I think bignums would be a great proposal for the Wasm standard, similar to stringref ideally (sniff!), possibly in an attenuated form.

exception handling

Hoot used to emit a pre-standardization form of exception handling, and hadn’t gotten around to updating to the newer version that was standardized last July. I updated Hoot to emit the newer kind of exceptions, as it was easier to implement them in Wastrel that way.

Some of the problems Chris Fallin contended with in Wasmtime don’t apply in the Wastrel case: since the set of instances is known at compile-time, we can statically allocate type codes for exception tags. Also, I didn’t really have to do the back-end: I can just use setjmp and longjmp.

This whole paragraph was meant to be a bit of an aside in which I briefly mentioned why just using setjmp was fine. Indeed, because Wastrel never re-uses a temporary, relying entirely on GCC to “re-use” the register / stack slot on our behalf, I had thought that I didn’t need to worry about the “volatile problem”. From the C99 specification:

[...] values of objects of automatic storage duration that are local to the function containing the invocation of the corresponding setjmp macro that do not have volatile-qualified type and have been changed between the setjmp invocation and longjmp call are indeterminate.

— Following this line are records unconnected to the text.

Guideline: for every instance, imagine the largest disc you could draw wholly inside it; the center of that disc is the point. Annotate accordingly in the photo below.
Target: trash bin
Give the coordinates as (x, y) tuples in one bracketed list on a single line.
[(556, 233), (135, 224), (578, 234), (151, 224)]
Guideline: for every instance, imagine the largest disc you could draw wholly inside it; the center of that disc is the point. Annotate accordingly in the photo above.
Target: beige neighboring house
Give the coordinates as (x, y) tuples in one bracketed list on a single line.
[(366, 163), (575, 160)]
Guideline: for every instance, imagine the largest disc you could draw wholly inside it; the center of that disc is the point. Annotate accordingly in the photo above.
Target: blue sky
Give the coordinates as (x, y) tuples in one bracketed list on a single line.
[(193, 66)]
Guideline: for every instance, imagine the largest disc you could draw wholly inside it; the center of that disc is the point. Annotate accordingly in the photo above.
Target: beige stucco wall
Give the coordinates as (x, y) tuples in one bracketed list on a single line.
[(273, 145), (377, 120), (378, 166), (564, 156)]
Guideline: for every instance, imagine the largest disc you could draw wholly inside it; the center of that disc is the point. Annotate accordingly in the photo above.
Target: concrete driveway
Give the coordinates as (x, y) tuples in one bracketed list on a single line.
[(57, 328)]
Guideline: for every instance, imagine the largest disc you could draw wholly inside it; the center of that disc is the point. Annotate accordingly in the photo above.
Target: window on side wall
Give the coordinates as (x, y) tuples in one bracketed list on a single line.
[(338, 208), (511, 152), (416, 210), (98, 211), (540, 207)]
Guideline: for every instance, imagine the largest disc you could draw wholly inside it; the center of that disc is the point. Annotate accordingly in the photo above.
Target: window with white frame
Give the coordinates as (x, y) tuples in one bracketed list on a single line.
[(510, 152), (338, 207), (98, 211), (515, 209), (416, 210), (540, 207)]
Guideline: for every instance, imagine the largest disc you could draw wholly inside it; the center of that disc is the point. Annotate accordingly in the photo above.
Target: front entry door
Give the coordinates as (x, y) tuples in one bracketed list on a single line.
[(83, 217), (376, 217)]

My thought was, though I might set a value between setjmp and longjmp, that would only be the case for values whose lifetime did not reach the longjmp (i.e., whose last possible use was before the jump). Wastrel didn’t introduce any such cases, so I was good.

However, I forgot about local.set: mutations of locals (ahem, objects of automatic storage duration) in the source Wasm file could run afoul of this rule. So, because of writing this blog post, I went back and did an analysis pass on each function to determine the set of locals which are mutated inside a try_block. Thank you, rubber duck readers!

bugs

Oh my goodness there were many bugs. Lacunae, if we are being generous; things not implemented quite right, which resulted in errors either when generating C or when compiling the C. The type-preserving translation strategy does seem to have borne fruit, in that I have spent very little time in GDB: once things compile, they work.

coevolution

Sometimes Hoot would use a browser facility where it was convenient, but for which in a better world we would just do our own thing. Such was the case for the number->string operation on floating-point numbers: we did something awful but expedient.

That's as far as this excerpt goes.